The Viceroy Tulip Bulb or 10 Rembrandt Paintings! Culture, Commerce and Drama in Holland’s Golden Age

WILSON, N.C. — On April 9, Barton College’s Artist-in-Residence J. Chris Wilson will give an illustrated lecture on the Dutch Golden Age. The latest in the “Lunch and Learn” Art Seminar Series sponsored by the Barton Art Galleries and the Barton College Friends of Visual Arts, this event will be held from Noon until 1 p.m. in The Sam and Marjorie Ragan Writing Center and will include lunch. The cost is $10 per person for Friends of the Visual Arts members and $20 for non-members. Reservations are required. Please contact Bonnie LoSchiavo in the Barton Art Galleries at 252-399-6477 or email artgalleries@barton.edu.

“Holland’s Golden Age roughly spanned the 17th century and was a period of the unparalleled rapid development into a major world force in commerce and art,” explains Wilson. “At a moment in time in February 1637, a single tulip bulb sold for the unimaginable sum equal to the value of 10 Rembrandt paintings at the pinnacle of what is now called Tulipmania. The sum paid for the single tulip bulb was also 10 times the annual salary of a skilled craftsman or the price for a town house in Amsterdam. It was also a period of extremes in other areas of culture.”

Wilson adds that both the Viceroy Tulip and Semper Augustus Tulip sold for record prices in the speculative market at the height of Tulipmania.

Wilson’s slide lecture will cover the historical, cultural, and artistic achievements of this remarkable period, including a survey of major artists, leaders in the field of portraits like Rembrandt, genre like Vermeer, landscapes like Ruisdael, and still lifes like Claesz Heda. Time will be reserved at the end of the presentation for questions.

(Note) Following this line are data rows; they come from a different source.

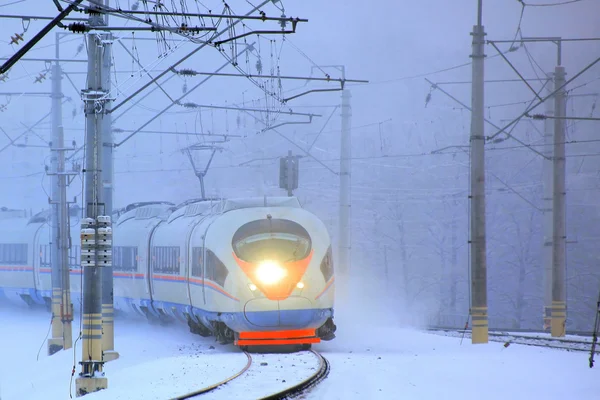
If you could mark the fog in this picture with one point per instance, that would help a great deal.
(410, 211)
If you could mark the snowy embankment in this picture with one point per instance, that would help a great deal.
(156, 362)
(386, 363)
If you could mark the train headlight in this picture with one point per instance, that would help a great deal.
(270, 272)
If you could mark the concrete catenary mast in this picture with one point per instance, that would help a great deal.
(547, 209)
(95, 248)
(345, 181)
(559, 300)
(479, 311)
(62, 308)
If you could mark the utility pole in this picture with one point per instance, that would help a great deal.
(344, 241)
(290, 175)
(559, 301)
(289, 171)
(547, 209)
(479, 311)
(108, 327)
(62, 308)
(56, 342)
(92, 379)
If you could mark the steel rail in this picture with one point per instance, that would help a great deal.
(218, 384)
(536, 341)
(306, 384)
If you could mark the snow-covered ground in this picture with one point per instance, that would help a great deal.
(366, 362)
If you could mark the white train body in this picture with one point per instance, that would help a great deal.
(249, 271)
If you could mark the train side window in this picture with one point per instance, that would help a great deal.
(327, 265)
(165, 259)
(197, 261)
(215, 269)
(125, 258)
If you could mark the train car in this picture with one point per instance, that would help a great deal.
(251, 272)
(25, 256)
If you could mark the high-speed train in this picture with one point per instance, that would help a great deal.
(256, 271)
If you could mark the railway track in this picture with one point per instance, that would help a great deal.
(252, 382)
(528, 340)
(306, 384)
(210, 388)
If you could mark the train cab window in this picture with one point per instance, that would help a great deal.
(125, 258)
(13, 253)
(271, 239)
(45, 256)
(166, 260)
(197, 261)
(216, 271)
(327, 265)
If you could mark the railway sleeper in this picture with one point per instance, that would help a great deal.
(197, 327)
(222, 332)
(327, 330)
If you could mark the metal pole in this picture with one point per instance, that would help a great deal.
(55, 343)
(344, 243)
(108, 337)
(91, 379)
(479, 312)
(66, 306)
(547, 210)
(290, 168)
(559, 304)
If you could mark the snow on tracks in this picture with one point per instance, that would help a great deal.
(274, 376)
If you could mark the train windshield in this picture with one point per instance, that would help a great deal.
(271, 239)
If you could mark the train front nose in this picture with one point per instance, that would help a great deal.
(290, 313)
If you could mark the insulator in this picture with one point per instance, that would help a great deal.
(187, 72)
(88, 223)
(103, 219)
(77, 27)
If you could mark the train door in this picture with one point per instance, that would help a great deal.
(193, 260)
(151, 262)
(36, 253)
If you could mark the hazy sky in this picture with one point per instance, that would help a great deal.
(385, 42)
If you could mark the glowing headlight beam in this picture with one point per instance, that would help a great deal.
(270, 272)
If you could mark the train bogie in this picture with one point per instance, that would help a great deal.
(249, 271)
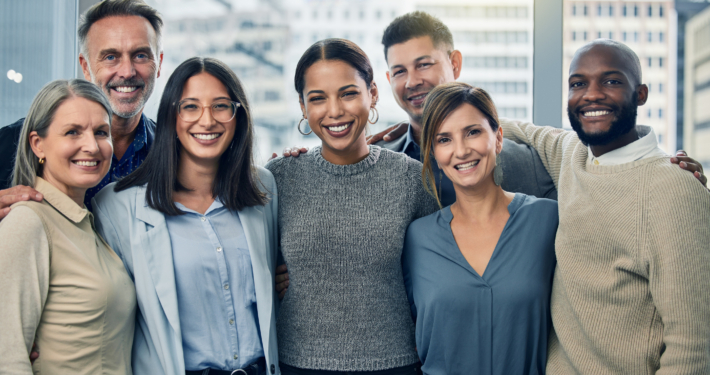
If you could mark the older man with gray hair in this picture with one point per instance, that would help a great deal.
(121, 53)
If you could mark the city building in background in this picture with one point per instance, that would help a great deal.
(262, 41)
(649, 29)
(696, 132)
(38, 45)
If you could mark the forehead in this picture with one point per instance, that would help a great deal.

Wilson, having served on the Barton College faculty for 38 years, was named professor emeritus of art in spring 2012. With a passion for bringing art into the community, he has been involved in symposia, community presentations, and publications on art, decorative arts, and historic preservation. Wilson has also served on the boards of the Edgecombe County Cultural Arts Council, the Arts Council of Wilson, the Board of Advisors for Preservation/NC. He currently serves on the board of the Blount Bridgers Museum/Hobson Pittman Memorial Foundation, the Board of Directors of Preservation NC, and The Arts Council of Wilmington and New Hanover County.

Most recently, he is working on a 100-painting series “From Murphy to Manteo — An Artist’s Scenic Journey” of which a number of works are currently on view at the North Carolina Museum of History in Raleigh. Wilson was the subject of a feature article in the March issue of “Our State” magazine.

Wilson earned a Master of Fine Arts degree from the University of Georgia, where he also completed post-graduate work, with Lamar Dodd as his major professor. He has exhibited throughout the Southeast and across all of North Carolina. Wilson’s art is represented in numerous public and private collections in the United States, especially in the Southeast, and in England, Japan and Saudi Arabia.